Inventory Management: The increase in inventory to $904,000 reflects longer lead times from coconut water suppliers, which could pose supply chain challenges.
Regulatory Issues: The pending transaction with Roosevelt Resources is subject to SEC review, which could delay the completion and impact operational plans.
Sales Decline in GLA Oil: A 60% decline in GLA oil sales in the second half of 2024 raises concerns about product diversification and reliance on Zola for revenue.
Market Competition: Zola's growth is outpacing the coconut water category, but competitive pressures remain as consumer preferences shift towards healthier beverages.
Focus on Zola Brand: Arcadia has exited underperforming Body Care brands to concentrate resources on Zola coconut water products.
Monetization of Wheat IP: In mid-2024, Arcadia monetized a portion of its wheat intellectual property portfolio, providing non-dilutive capital and reducing operating expenses.
Distribution Gains: Zola achieved significant distribution gains, adding over 1,600 new stores and growing retail distribution by 86%.
Cost Management: The company has successfully reduced operating cash consumption by 30% in the second half of 2024.
Pending Transaction with Roosevelt Resources: Arcadia is in the process of a transaction with Roosevelt Resources, expected to complete towards the end of Q2 2025.

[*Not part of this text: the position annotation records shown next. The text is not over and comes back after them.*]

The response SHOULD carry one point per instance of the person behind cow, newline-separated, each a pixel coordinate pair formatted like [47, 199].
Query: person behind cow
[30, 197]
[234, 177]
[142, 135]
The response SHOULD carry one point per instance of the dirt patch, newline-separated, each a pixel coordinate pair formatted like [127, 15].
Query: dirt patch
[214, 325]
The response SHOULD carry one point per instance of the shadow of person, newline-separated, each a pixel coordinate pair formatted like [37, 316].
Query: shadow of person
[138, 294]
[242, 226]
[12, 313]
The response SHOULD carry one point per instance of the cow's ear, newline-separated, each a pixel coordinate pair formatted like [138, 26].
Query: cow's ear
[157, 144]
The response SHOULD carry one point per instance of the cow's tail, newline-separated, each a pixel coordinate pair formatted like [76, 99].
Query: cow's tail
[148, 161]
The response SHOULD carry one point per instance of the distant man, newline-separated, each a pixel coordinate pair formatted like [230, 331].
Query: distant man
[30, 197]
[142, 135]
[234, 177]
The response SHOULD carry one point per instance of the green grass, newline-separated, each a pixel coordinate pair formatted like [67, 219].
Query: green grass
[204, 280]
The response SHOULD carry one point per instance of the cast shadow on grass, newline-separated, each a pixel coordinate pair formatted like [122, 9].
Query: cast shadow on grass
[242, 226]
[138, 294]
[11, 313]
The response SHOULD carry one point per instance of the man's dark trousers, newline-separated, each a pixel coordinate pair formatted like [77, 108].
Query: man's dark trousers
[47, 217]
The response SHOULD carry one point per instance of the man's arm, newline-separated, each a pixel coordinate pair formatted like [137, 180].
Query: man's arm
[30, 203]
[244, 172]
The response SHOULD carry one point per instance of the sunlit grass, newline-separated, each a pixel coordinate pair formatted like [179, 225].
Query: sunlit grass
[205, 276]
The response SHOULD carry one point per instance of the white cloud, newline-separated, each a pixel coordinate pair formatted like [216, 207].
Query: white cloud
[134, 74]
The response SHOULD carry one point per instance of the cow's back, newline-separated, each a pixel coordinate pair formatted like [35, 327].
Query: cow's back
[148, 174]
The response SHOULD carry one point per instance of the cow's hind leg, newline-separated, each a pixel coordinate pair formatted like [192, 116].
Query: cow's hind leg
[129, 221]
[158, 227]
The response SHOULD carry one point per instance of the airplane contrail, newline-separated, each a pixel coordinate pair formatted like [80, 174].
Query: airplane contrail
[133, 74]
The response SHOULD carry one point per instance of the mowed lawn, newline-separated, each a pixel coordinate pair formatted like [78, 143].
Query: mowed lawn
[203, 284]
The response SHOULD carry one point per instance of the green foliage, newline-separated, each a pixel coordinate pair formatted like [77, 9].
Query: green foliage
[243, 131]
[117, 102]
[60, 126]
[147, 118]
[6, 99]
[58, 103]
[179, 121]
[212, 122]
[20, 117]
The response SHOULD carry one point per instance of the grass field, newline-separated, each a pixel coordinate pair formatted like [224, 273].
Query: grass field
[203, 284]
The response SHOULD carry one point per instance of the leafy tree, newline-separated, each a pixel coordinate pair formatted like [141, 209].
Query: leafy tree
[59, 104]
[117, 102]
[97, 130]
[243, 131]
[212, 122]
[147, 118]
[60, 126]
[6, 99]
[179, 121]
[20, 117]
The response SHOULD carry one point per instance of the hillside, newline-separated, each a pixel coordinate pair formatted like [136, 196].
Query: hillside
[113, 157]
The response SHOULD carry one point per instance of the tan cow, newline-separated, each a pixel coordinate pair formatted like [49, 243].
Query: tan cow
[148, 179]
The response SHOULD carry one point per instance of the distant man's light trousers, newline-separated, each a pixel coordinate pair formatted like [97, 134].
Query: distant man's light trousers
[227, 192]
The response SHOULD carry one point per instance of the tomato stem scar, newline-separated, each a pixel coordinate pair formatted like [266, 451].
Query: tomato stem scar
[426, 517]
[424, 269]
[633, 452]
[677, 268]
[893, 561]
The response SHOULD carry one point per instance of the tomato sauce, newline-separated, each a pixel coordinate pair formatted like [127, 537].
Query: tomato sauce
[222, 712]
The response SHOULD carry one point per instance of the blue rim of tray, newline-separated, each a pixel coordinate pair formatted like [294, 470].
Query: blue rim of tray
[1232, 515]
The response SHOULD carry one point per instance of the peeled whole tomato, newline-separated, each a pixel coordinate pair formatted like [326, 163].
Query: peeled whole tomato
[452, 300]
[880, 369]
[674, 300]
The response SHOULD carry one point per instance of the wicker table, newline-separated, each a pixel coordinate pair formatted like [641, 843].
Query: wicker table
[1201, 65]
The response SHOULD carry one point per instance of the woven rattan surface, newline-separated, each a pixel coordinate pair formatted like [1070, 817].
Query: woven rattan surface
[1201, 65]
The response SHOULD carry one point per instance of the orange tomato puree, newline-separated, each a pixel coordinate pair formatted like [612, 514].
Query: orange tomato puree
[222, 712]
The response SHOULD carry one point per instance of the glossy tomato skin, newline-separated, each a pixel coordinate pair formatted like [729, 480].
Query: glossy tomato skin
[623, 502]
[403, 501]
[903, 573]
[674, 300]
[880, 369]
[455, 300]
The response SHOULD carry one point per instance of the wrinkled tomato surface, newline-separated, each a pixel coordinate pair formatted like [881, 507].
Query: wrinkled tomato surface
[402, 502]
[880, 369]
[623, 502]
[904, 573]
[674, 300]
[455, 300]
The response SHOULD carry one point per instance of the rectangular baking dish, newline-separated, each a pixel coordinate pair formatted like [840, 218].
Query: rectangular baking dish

2024 Revenue Guidance: Full year revenue expected to be in line with $5.3 million reported for 2023.
Gross Profit and Margins: Gross profit expected to be above $2 million with gross margins in the low 40s.
R&D and SG&A Expenses: R&D and SG&A expenses projected to have a quarterly run rate of around $2 million in the second half of 2024.

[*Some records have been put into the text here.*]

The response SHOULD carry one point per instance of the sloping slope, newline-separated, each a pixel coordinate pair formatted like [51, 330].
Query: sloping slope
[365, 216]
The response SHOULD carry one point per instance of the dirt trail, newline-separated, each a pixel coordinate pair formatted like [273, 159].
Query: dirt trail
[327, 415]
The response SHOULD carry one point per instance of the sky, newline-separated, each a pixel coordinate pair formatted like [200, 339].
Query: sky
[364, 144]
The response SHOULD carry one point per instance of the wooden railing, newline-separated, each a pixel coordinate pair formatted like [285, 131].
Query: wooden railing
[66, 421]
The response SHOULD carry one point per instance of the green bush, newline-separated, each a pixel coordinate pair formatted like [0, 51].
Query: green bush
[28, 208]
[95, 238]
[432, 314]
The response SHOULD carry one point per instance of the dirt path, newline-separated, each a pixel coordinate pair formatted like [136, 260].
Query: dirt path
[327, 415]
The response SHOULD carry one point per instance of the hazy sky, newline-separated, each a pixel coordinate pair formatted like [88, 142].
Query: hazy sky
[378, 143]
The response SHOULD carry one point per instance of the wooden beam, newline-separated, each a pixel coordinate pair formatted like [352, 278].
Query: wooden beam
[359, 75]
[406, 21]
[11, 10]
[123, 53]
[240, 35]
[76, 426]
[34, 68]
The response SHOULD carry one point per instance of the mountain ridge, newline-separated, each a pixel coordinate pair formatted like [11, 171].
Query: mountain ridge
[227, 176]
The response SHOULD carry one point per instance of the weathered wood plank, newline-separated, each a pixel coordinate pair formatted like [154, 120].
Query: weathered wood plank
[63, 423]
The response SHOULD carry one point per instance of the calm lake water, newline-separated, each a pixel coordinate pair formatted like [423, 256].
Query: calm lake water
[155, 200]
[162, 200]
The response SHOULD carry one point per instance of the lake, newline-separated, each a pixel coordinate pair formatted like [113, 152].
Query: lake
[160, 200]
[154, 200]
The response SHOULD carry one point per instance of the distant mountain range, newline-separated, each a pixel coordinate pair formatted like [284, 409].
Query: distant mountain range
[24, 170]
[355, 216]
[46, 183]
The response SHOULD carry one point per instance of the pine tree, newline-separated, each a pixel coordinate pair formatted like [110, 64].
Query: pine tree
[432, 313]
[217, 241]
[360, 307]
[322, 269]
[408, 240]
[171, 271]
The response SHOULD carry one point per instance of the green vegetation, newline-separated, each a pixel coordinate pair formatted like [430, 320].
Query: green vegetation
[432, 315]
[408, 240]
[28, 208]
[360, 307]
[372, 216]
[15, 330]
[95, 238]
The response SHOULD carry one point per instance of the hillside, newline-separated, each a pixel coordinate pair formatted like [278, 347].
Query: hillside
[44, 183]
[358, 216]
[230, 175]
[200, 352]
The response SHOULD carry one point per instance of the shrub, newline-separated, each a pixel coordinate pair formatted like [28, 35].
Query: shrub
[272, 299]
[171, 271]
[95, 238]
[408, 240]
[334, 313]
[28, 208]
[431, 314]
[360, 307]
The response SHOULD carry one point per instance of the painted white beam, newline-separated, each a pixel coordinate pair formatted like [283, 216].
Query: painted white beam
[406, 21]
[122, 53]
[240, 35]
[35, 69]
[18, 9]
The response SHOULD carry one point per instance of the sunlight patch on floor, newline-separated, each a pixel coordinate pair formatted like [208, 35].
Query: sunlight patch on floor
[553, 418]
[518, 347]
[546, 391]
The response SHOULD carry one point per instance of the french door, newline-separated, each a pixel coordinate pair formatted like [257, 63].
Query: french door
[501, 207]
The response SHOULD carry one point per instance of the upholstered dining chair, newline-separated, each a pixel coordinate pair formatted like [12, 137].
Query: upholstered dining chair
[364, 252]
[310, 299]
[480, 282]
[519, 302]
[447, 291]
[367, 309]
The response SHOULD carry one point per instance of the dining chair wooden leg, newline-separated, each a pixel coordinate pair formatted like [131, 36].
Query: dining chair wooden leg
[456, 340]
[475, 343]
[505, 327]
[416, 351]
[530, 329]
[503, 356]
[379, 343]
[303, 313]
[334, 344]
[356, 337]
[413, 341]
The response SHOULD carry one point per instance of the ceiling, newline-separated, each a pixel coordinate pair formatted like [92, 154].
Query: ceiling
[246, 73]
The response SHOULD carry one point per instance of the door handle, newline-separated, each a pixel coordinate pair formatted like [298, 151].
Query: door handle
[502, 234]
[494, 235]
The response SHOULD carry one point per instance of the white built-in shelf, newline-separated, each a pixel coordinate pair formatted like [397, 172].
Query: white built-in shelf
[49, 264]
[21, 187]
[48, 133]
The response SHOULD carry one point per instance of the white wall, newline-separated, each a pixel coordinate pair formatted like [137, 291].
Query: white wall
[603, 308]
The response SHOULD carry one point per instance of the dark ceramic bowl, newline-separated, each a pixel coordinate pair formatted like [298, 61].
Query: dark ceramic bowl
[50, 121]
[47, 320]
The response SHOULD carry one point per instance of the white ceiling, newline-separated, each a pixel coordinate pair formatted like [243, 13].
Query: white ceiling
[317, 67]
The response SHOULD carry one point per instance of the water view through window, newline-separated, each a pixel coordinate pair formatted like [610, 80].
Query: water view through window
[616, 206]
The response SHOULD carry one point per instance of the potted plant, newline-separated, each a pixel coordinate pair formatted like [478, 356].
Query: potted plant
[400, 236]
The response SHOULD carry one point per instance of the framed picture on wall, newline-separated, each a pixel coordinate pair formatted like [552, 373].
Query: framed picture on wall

Zola Sales Growth: Zola sales increased 46% in 2024, with gross margins consistent with guidance in the low to mid-30s.
Future Growth Outlook: Zola is expected to maintain momentum with new distribution and opportunities for additional growth.
Pending Transaction with Roosevelt Resources: Arcadia Biosciences has entered into a definitive securities exchange agreement with Roosevelt Resources, which is expected to involve share issuance and a stockholder vote on related proposals.
The earnings call presents a mixed picture. While the Zola brand shows strong sales growth and distribution expansion, gross margins are declining, and the company is transitioning to a single product line. Although the cash position is healthy, regulatory issues and unclear management responses in the Q&A create uncertainty. The revenue guidance is stable but not growing, and the completion of a key transaction is delayed. These factors suggest a neutral stock price movement in the near term.
Despite strong Zola sales growth and distribution expansion, the company faces significant challenges such as missing EPS expectations, declining cash reserves, and increased SG&A expenses. The lack of forward guidance and unclear management responses in the Q&A further add to investor uncertainty. The pending transaction with Roosevelt Resources and the decline in GLA oil sales also pose risks. These factors are likely to result in a negative stock price movement.